Fasting plasma glucose and HbA1c were measured, and a 75 g oral glucose tolerance test was administered to those without a previous diagnosis of diabetes, with glucose concentrations measured 30 min and 2 h after the oral glucose load. Individuals were classified as having diabetes if they had a previous diagnosis by self-report, fasting plasma glucose ≥7.0 mmol/l, 2 h plasma glucose ≥11.1 mmol/l or HbA1c ≥ 6.5% (48 mmol/l) [27]. Serum insulin concentrations were measured by immunoassay (Tosoh Bioscience, Tokyo, Japan); fasting serum insulin and 30 min serum insulin, adjusted for 30 min glucose level, were taken as measures of insulin resistance and insulin secretion, respectively. Analyses of insulin measures were restricted to those with normal glucose tolerance (nondiabetic, and 2 h glucose <7.8 mmol/l), constituting 59 African Americans, 281 American Indians and 94 European Americans. Height and weight were measured for calculation of BMI. The maximum weight and contemporaneous height were also obtained by self-report.
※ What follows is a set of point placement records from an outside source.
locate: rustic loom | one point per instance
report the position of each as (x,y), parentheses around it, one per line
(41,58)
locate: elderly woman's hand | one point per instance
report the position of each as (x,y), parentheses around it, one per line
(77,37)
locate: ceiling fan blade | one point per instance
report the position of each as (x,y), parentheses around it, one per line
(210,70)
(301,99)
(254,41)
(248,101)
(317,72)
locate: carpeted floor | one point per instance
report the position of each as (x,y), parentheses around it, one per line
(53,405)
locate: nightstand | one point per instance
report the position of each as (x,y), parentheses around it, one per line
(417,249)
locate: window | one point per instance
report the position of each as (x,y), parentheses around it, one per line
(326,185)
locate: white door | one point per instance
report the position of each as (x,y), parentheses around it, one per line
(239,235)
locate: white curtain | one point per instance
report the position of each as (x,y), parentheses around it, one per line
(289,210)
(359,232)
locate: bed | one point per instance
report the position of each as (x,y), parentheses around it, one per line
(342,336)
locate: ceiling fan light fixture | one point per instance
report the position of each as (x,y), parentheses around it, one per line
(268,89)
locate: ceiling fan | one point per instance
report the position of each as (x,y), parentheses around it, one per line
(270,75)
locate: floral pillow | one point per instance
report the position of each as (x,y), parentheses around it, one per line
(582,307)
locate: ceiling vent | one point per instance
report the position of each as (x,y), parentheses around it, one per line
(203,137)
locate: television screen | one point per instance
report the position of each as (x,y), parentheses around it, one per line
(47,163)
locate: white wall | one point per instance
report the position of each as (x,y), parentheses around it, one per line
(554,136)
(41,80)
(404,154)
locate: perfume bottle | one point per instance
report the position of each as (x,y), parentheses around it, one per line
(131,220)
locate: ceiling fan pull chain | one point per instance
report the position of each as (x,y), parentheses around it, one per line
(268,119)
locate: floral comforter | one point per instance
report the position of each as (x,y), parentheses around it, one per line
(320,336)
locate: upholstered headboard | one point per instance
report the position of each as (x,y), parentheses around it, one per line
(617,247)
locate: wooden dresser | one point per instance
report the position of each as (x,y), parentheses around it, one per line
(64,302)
Analyses of BMI are generally shown based on self-reported maximum weight, as this was more strongly associated with diabetes.

Genotypes

Whole exome sequencing in DNA derived from peripheral blood was conducted at Regeneron Genetics Center, as previously described [28, 29]. Sequencing was conducted using a Hi-Seq 2500 sequencer (Illumina, San Diego, CA, USA). Sequencing was part of a larger project involving 8137 individuals, 43 of whom were excluded for low-quality sequence data. In 98% of samples, at least 90% of the exome achieved at least 20x coverage. Analysis was restricted to variants with <10% missing genotype calls, that were within Hardy–Weinberg equilibrium (p > 0.0001 in full-heritage American Indians), that had concordance rates >97.5% in 100 duplicate samples and for which average minor allele frequency across ancestry groups was ≥5%. This resulted in 97,388 autosomal markers. Missing genotypes were imputed from phased haplotypic data in each ancestry group using BEAGLE (version 3.2.2) [30].

Measures of divergence

The coancestry coefficient (FST) was calculated as a measure of genotypic divergence among ancestry groups. FST represents the proportion of variance in allele frequency in the total population that is explained by group membership. For each marker, we calculated FST by the method of moments [31, 32]. Across r ancestry groups, the mean squares among and within groups for a given allele u are, respectively:

$$ MSA=\frac{1}{r-1}{\sum}_{i=1}^r2{n}_i{\left({p}_{iu}-{\overline{p}}_u\right)}^2 $$
$$ MSW=\frac{1}{\sum_{i=1}^r\left(2{n}_i-1\right)}{\sum}_{i=1}^r2{n}_i{p}_{iu}\left(1-{p}_{iu}\right) $$

where 2ni is the total number of alleles measured in the ith group (twice the number of individuals), piu is the frequency of allele u in the ith group and \( {\overline{p}}_u \) is the mean frequency of the u allele across groups. FST for a single marker with m alleles is:

$$ {F}_{ST-M}=\frac{\sum_{u=1}^m\left({MSA}_u-{MSW}_u\right)}{\sum_{u=1}^m\left[{MSA}_u+\left(2{n}_c-1\right){MSW}_u\right]} $$

where \( 2{n}_c=\frac{1}{\left(r-1\right)}{\sum}_{i=1}^r2{n}_{ic} \), and \( 2{n}_{ic}=2{n}_i-4{n}_i^2/{\sum}_{i=1}^r2{n}_i \). The mean value of FST-M over all markers was taken as the overall FST. This mean marker-wise FST is comparable to the phenotypic divergence measures described below and, thus, represents the expected value under neutrality [24, 33]. However, it tends to modestly underestimate the evolutionary distance, so we also report FST calculated by the ‘ratio of averages’ method, which provides a better estimate of this distance [34]. FST calculated from exome sequence data is generally comparable to that calculated from whole genome sequence data [35].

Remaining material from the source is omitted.